The Price of My Vintage Obsessions
- andtostt
- Apr 24
- 4 min read
Updated: 2 days ago

9th Street on the Lower East Side of Manhattan is notorious for its vintage shopping. Curated and uncurated, expensive and not expensive. My favorite boutique is fittingly called 9th Street Vintage and I remember the first time I walked in. It was 2019 and I had just discovered the joys of archived clothing. Within the first six steps I took, I spotted a rack packed with vintage nightgowns. As my hand grazed the delicate fabric, I was scared that just one wrong move would tear it. I was about twenty miles deep into my fantasy, and then I saw the price tag. Three hundred. This was my first interaction with these beautiful things, so I assumed that every nightgown from the 30s was priced that high. Even though my adoration for vintage nightgowns grew by the day, I was reduced to desperately admiring them from afar.
Months turned into years of what felt like my unrequited love for these delicate little slips until I reached the summer after my senior year of high school. I was shopping at a vintage pop-up in Montauk, put on by a sunkissed girl my age (side note: I was ridden with jealousy that this girl wasn’t about to start her first year of college, but rather galavanting around the country visiting warehouses filled with vintage goodies to buy and sell). And then it struck me again. It was as if a scent had wafted into my nostrils and put me under a spell. The spell of a gorgeous 1930s slip dress tinted pale green, with tiny little sleeves that flapped in the breeze. Cut on the bias, it clung to my body at all the right spots. It was so light, so breathable, so effortless. I hadn’t even bought the dress yet and I was already defending it to my friends that came with me. My rationale was that I could wear it to an upcoming wedding. So, with my eyes pinched shut and my arm outstretched with my trembling, sad, little debit card, I dropped $375 on it. While I had earned this money earlier in the summer, I still had a pit in my stomach. Luckily, it was nothing my dopamine rush couldn’t subdue. I walked out with a wide grin smeared across my face, the slight ping of buyer's remorse trying to climb to the forefront of my brain. I called my mother and she nearly slapped me through the phone when I told her how much money I spent. She told me I was insane to buy a vintage slip dress for that much when I could find one just like it for $40 at a flea market. Being the teen that I was, I cast her off, told her she didn’t understand, and this was from the THIRTIES. But, like all good motherly advice, it set up camp in the back of my head.

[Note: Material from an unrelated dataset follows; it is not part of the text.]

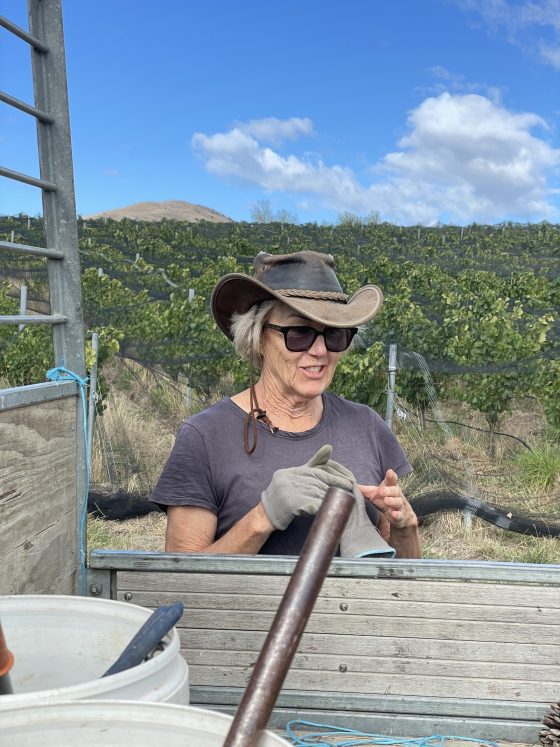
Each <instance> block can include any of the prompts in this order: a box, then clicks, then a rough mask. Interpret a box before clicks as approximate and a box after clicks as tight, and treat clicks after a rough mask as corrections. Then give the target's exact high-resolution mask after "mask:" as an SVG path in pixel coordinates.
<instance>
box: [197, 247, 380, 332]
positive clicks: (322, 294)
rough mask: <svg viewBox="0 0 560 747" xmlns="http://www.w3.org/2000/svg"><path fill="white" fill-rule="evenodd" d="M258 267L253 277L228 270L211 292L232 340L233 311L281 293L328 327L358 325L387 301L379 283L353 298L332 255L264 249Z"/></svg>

A few months later the day of the wedding came. It nearly took me ten minutes to slip on my dress due to how fragile it was. But when the end seam fell to my ankles and the sleeves nestled on my shoulders, my worries melted away. It was the perfect amount of sheer–even though this was a wedding, the potential shock from my cousins was too delicious to pass up. And they delivered. While chatting with my cousin Molly over a cocktail after the ceremony, she said to me through a rigid smile, “What a funky dress! I could never wear that!” That was all I needed to hear. I danced all night and when I got home from the wedding, my dress had torn in three places. My fantasy was ruptured and I began to worry.

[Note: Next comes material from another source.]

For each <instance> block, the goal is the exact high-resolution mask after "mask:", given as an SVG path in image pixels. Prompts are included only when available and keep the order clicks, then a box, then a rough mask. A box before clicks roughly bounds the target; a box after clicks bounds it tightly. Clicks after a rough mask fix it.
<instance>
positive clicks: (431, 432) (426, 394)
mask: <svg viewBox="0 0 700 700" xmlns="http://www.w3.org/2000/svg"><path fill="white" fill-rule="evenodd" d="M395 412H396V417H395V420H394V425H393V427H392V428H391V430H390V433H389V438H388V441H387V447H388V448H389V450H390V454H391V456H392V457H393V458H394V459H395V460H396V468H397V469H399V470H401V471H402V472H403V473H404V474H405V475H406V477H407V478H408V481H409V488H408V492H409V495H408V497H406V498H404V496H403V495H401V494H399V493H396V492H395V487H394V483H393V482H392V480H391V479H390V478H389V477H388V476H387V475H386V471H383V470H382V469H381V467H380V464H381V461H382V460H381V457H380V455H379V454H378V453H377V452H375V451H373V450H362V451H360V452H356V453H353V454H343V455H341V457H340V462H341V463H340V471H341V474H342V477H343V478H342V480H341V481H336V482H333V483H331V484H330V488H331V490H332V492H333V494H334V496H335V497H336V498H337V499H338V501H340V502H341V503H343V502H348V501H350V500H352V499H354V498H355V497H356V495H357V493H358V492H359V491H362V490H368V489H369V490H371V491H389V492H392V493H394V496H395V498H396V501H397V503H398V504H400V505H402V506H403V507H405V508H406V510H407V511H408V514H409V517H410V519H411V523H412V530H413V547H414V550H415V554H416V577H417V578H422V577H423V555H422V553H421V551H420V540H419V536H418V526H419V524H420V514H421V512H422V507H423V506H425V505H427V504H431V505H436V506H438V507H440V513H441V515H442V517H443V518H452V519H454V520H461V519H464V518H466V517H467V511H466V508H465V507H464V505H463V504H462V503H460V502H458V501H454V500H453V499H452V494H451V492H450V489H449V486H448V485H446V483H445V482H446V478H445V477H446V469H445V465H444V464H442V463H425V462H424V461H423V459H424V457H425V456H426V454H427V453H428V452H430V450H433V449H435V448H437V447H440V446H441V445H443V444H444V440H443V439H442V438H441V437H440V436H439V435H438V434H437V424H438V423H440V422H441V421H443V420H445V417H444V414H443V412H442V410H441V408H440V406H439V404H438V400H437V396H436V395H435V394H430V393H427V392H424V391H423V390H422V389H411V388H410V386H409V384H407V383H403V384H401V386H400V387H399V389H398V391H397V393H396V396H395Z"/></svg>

Halfway through freshman year of college, I wandered about the flea market outside my house. It had been there ever since I was a baby, and the TikTok crazies were on the brink of destroying it. I found this little tent with vintage sleepwear galore, all under $40. My mother was right, as she always is. Here were the incredible gowns that she had promised. The next thing I knew, I was at a flea market in LA and found another fairly priced seller. A newly enlightened shopper, I went on and on about how great her prices were, how you couldn’t find them in New York, and how she could be charging so much more and dummies would buy them (dummies like me).
I still have the satisfying memory of Molly’s face and my sweaty dancing in that dress from the wedding, but the dress just couldn’t handle the heat. I frequently go back and forth in my head if it was worth spending my hard-earned money just to tear the dress. I was able to repair it but maybe nightgowns from the 30s are just meant to be admired. Where does our generation’s need to shop curated vintage come from? The reasons I have heard include their one-of-a-kind-ness, their sustainability benefits, and so on. I suspect it is because it is trendy. Thirty-year-old women in Williamsburg take advantage of our TikTok-ridden brains and jack up the prices of clothing that should be half the price. And yet, I still can’t help but feel their magnetic pull. There is something special about wearing something from a different time in a whole new context. However, it is not fun when wearing it ruins it, but not wearing it feels like when people cover their sofas in plastic. Clothing is one of our last tangible collections, so perhaps it is okay to buy vintage clothing, like nightgowns, that can’t be worn out dancing. Articles of clothing can serve as relics and some people, like me I am discovering, can be satisfied with just that. Maybe just don’t spend $375.